Inference
Running inference with workflows-anemoi is straightforward and can
be done in two main ways: from an input source or from an existing
source node. Below are examples of both methods.
From Input
To create a workflow representation of an anemoi-inference task, use
the following code:
from earthkit.workflows.plugins import anemoi as anemoi_workflows
CKPT = {"huggingface": "ecmwf/aifs-single-1.0"}
model_action = anemoi_workflows.fluent.from_input(
CKPT, "mars", "2022-01-01T00:00", lead_time="7D"
)
model_action
This will use load the checkpoint, and use the mars input source,
with a lead_time of 7 days.

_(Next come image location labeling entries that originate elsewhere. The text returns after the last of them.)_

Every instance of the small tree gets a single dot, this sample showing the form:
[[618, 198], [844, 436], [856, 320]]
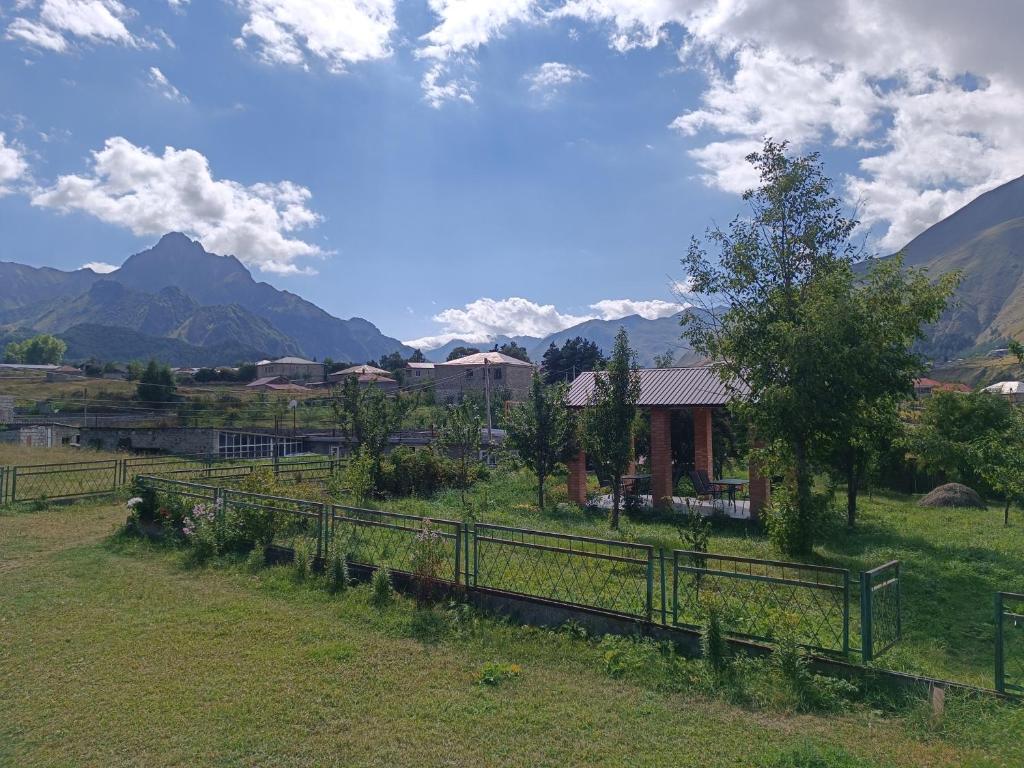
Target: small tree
[[460, 434], [542, 430], [608, 420], [156, 385], [39, 350]]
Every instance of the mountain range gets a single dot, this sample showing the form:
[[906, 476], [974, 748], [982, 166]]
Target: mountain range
[[177, 291], [186, 306]]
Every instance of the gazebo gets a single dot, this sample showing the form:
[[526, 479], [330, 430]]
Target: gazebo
[[663, 390]]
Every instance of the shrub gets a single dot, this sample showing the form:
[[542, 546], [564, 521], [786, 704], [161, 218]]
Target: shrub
[[381, 591], [302, 565], [496, 673]]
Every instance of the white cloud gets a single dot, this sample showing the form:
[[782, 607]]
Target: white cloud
[[885, 80], [649, 309], [336, 32], [57, 20], [13, 166], [548, 79], [152, 194], [437, 90], [481, 321], [159, 82], [100, 267]]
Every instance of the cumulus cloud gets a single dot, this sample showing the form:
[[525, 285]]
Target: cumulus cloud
[[153, 194], [56, 23], [338, 33], [159, 82], [649, 309], [13, 166], [482, 321], [100, 267], [548, 79]]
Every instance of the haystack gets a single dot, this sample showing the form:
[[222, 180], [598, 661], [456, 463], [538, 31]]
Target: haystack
[[952, 495]]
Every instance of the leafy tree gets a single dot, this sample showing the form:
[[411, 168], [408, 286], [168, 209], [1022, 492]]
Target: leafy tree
[[608, 420], [666, 359], [39, 350], [574, 356], [1000, 460], [461, 352], [460, 434], [542, 430], [952, 425], [156, 385], [512, 349], [865, 330], [769, 270]]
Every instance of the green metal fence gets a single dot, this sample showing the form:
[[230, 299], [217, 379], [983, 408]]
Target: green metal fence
[[374, 538], [609, 576], [764, 599], [79, 479], [881, 609], [1010, 643]]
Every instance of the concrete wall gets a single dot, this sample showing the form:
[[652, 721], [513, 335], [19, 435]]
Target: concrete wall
[[168, 439]]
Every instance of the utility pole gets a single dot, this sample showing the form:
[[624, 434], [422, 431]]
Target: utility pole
[[486, 397]]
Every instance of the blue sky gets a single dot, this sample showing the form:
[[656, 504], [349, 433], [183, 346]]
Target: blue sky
[[471, 167]]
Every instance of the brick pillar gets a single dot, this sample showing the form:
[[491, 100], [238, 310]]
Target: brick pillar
[[660, 455], [760, 488], [578, 478], [702, 452]]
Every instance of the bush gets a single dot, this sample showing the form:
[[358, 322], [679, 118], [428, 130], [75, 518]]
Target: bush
[[381, 591]]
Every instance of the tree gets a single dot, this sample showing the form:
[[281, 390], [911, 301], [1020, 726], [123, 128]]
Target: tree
[[39, 350], [542, 430], [156, 385], [573, 357], [1000, 459], [867, 328], [460, 434], [608, 420], [950, 428], [766, 268], [667, 359], [512, 349], [461, 352]]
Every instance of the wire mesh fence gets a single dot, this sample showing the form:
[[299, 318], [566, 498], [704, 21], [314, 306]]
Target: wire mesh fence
[[881, 609], [1010, 643], [609, 576], [763, 599]]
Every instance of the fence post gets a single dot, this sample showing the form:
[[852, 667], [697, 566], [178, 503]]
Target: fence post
[[846, 613], [1000, 683], [866, 652]]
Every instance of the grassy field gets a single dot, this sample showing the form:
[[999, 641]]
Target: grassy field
[[953, 561], [117, 653]]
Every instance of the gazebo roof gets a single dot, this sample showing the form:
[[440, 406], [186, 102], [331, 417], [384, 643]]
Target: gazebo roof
[[669, 387]]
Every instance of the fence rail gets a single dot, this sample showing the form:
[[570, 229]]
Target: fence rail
[[78, 479], [764, 599], [881, 609], [760, 599], [1010, 643]]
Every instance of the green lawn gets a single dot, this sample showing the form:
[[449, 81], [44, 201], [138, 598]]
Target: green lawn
[[114, 652], [953, 561]]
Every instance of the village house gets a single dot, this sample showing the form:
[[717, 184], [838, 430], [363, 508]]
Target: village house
[[293, 369], [475, 373]]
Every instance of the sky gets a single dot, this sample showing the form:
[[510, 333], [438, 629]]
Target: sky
[[465, 168]]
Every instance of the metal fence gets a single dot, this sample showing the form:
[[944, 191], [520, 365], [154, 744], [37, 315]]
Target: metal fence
[[764, 599], [1010, 643], [881, 609], [609, 576], [79, 479]]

It is possible to configure the input source
just like you would do with the anemoi-inference interfaces.
From Source
If more complex initial conditions are required, you can use the
infer method on an existing source node.
from earthkit.workflows.plugins import anemoi as anemoi_workflows
from earthkit.workflows import fluent
SOURCE_NODES: fluent.Action
CKPT = {"huggingface": "ecmwf/aifs-single-1.0"}
SOURCE_NODES.anemoi.infer(CKPT, lead_time="7D")
This will use the existing source nodes as the initial conditions, and run the inference task with the specified checkpoint, lead time. If the source nodes have an ensemble dimension, it will also run the inference task for each ensemble member.